Has anybody experienced something like this? Any suggestions on where to dig further?
UPDATE 04-2023:
To my surprise - on the iOS 16.4 Simulator with Xcode 14.3 - the change of German voices from one utterance to the next worked as fast as it should be, no more 3+ secs delay! Cool, has Apple finally solved the bug?! I tried on devices. But no: on device with iOS 16.4.1 installed, the same issue as always, the delays between utterances with different German voices are back.
Reinstalled the app on the device, re-downloaded the German voices used. But no luck.
This is the console output of the app running on device. The delay happens after the first "[AXTTSCommon] Invalid rule:" appears in the console.
Speech Synthesizer - Current utterance voice: Optional("Viktor (Enhanced)") | language: Optional("de-DE")
2023-04-09 13:04:06.172618+0200 SpeechApp[914:31631] [AXTTSCommon] Invalid rule: <-- DELAY HAPPENS AFTER THIS LINE
2023-04-09 13:04:10.052499+0200 SpeechApp[914:31631] [AXTTSCommon] Invalid rule:
2023-04-09 13:04:10.053138+0200 SpeechApp[914:31631] [AXTTSCommon] Invalid rule:
2023-04-09 13:04:10.055567+0200 SpeechApp[914:31631] [AXTTSCommon] Invalid rule:
2023-04-09 13:04:10.113567+0200 SpeechApp[914:31164] [audio]
--- SpeechSynthesizer Delegate - did START speaking utterance.
The console output of the Simulator shows only one line with "[AXTTSCommon] Invalid rule:" and moves over it quickly, without any delay:
Speech Synthesizer - Current utterance voice: Optional("Viktor (Enhanced)") | language: Optional("de-DE")
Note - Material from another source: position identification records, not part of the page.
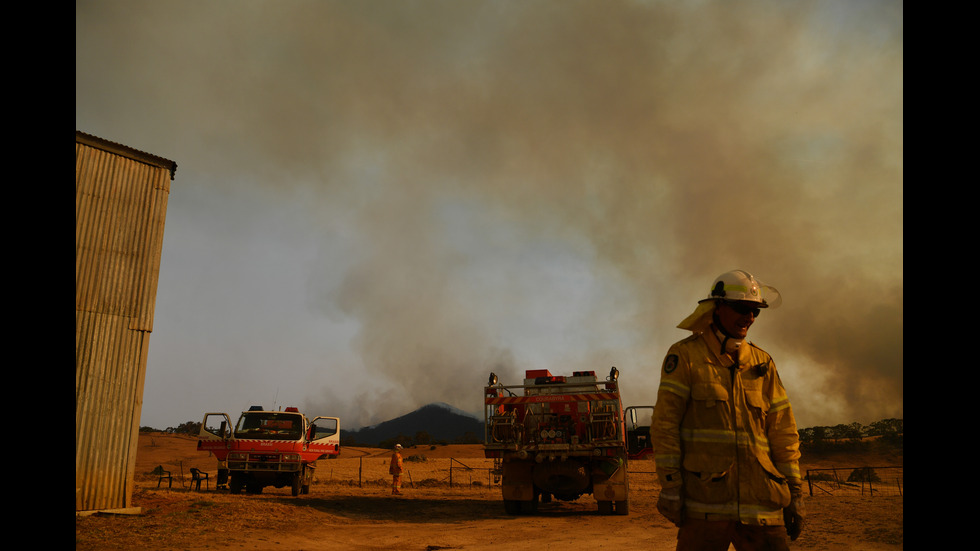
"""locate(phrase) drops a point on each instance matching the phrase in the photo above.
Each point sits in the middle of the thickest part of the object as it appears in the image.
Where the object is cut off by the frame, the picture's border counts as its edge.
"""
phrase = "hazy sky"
(379, 202)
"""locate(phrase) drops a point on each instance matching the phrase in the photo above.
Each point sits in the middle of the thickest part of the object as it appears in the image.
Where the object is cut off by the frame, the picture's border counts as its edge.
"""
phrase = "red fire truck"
(269, 448)
(561, 437)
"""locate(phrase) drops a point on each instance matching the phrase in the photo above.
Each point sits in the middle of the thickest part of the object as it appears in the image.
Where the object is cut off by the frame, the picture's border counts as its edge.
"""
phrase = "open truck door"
(638, 421)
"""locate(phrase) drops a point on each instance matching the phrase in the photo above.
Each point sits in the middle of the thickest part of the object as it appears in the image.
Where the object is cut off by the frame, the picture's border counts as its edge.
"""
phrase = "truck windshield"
(269, 425)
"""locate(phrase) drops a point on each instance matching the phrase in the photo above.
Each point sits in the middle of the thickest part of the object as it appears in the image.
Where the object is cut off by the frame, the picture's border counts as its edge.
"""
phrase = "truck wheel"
(529, 507)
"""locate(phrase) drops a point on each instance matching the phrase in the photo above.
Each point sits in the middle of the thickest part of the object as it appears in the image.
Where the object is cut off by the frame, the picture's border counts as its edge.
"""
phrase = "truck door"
(324, 435)
(216, 426)
(638, 420)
2023-04-09 13:01:59.764986+0200 SpeechApp[7145:111421] [AXTTSCommon] Invalid rule:
2023-04-09 13:01:59.778640+0200 SpeechApp[7145:108690] [audio]
--- SpeechSynthesizer Delegate - did START speaking utterance.
Can anyone confirm that switching German voices between utterances works correctly on Simulator, while still showing unacceptable delays between utterances on device?
Any idea what could be the different between Simulator and Device? This could hint at the core of the issue.